In our study, diabetes mellitus and reduced LVEF emerged as significant independent predictors of elevated PVC burden at 12 months. Diabetes mellitus was associated with a more than fourfold increase in odds, while reduced LVEF was associated with a more than sixfold increase. These findings align with previous research indicating that metabolic and autonomic dysregulation in diabetic patients may promote ventricular arrhythmogenesis [20]. Moreover, prior studies have demonstrated that a higher PVC burden is linked to impaired LVEF, indicating that reduced LVEF may reflect underlying myocardial damage predisposing to PVCs, while frequent PVCs may further exacerbate left ventricular systolic dysfunction [11, 21]. Analysis of PVC morphology and site of origin may provide additional mechanistic insights. However, as these parameters were not part of the predefined study protocol, they were not systematically collected in our retrospective database. Consequently, this represents an interesting area for future dedicated investigations.
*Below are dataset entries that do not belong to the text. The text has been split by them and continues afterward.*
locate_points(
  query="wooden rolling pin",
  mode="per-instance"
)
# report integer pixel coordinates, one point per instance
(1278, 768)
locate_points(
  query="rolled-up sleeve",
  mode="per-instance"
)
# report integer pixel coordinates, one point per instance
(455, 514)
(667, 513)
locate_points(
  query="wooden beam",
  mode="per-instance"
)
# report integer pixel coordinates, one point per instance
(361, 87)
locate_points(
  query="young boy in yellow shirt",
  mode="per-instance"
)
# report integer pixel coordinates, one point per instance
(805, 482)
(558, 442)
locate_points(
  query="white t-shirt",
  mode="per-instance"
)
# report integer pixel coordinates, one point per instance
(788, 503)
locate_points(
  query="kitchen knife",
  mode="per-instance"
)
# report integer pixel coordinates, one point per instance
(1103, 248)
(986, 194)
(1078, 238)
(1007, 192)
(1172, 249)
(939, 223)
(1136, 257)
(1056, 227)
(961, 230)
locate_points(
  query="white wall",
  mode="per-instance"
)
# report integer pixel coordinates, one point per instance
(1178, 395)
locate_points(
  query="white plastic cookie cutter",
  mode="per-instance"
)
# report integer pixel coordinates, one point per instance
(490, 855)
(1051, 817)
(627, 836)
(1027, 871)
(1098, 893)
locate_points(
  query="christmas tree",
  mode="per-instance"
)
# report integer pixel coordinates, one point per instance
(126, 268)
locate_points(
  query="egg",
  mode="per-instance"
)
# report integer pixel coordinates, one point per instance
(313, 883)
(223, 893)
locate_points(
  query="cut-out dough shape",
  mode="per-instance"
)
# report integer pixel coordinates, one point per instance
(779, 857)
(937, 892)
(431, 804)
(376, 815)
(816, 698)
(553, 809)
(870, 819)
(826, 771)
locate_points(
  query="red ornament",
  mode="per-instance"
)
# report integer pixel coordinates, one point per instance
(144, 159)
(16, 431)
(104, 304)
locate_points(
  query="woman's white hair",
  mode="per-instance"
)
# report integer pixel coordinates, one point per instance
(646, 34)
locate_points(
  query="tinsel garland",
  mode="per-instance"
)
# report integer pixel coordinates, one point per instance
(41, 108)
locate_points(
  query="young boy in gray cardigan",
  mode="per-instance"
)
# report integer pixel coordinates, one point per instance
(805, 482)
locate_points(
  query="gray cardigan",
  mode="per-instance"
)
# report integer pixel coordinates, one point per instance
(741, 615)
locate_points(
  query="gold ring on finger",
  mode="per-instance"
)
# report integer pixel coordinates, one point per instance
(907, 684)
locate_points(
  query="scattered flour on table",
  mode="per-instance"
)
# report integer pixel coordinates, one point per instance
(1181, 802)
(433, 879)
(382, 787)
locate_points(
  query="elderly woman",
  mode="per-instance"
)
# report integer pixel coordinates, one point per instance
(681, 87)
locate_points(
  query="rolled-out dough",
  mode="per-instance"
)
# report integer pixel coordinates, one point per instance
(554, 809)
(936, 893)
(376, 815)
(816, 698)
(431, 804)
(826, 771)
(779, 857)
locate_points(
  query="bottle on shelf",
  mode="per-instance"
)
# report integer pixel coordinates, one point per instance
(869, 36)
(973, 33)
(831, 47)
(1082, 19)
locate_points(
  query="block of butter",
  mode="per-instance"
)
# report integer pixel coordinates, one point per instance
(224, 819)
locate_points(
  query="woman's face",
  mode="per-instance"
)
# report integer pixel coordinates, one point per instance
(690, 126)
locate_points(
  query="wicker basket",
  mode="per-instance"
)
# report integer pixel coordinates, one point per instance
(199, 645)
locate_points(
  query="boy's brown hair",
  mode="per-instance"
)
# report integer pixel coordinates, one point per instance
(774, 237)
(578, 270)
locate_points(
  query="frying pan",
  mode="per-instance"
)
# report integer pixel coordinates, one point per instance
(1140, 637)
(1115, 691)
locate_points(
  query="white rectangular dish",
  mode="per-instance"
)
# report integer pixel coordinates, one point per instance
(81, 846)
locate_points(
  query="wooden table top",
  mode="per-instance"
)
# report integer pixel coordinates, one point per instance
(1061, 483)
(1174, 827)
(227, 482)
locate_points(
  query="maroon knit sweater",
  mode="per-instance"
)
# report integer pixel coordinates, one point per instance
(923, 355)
We acknowledge several limitations of our study. The retrospective design and lack of a control group limit causal inference regarding changes in PVC burden. Although both automated analysis and manual verification by specialized personnel were performed, misclassification of PAC with aberrant conduction as PVC cannot be completely excluded and represents an additional limitation. In the multivariable logistic regression model, the pronounced class imbalance in the outcome variable, with 5.5% of patients exhibiting PVC > 5%, further reduced the performance of the regression model, which consequently was unable to reliably classify individual patients. These limitations highlight the need for alternative statistical approaches and larger, prospective studies to confirm our findings and to determine whether reductions in PVC burden translate into improved clinical outcomes or symptom relief. Future research should also explore maintenance strategies to sustain early benefits. In addition, the high proportion of missing data restricted inclusion to only 35.5% of the initial cohort for the main regression analysis, introducing risk of attrition and selection bias and reducing statistical power. In this study, we focused on the effect of PVI on PVC burden across the three ablation energy sources examined, while the influence of specific energy protocols and concomitant procedures (e.g., cavotricuspid isthmus ablation or atrioventricular node ablation) on PVC burden warrants further investigation in future studies.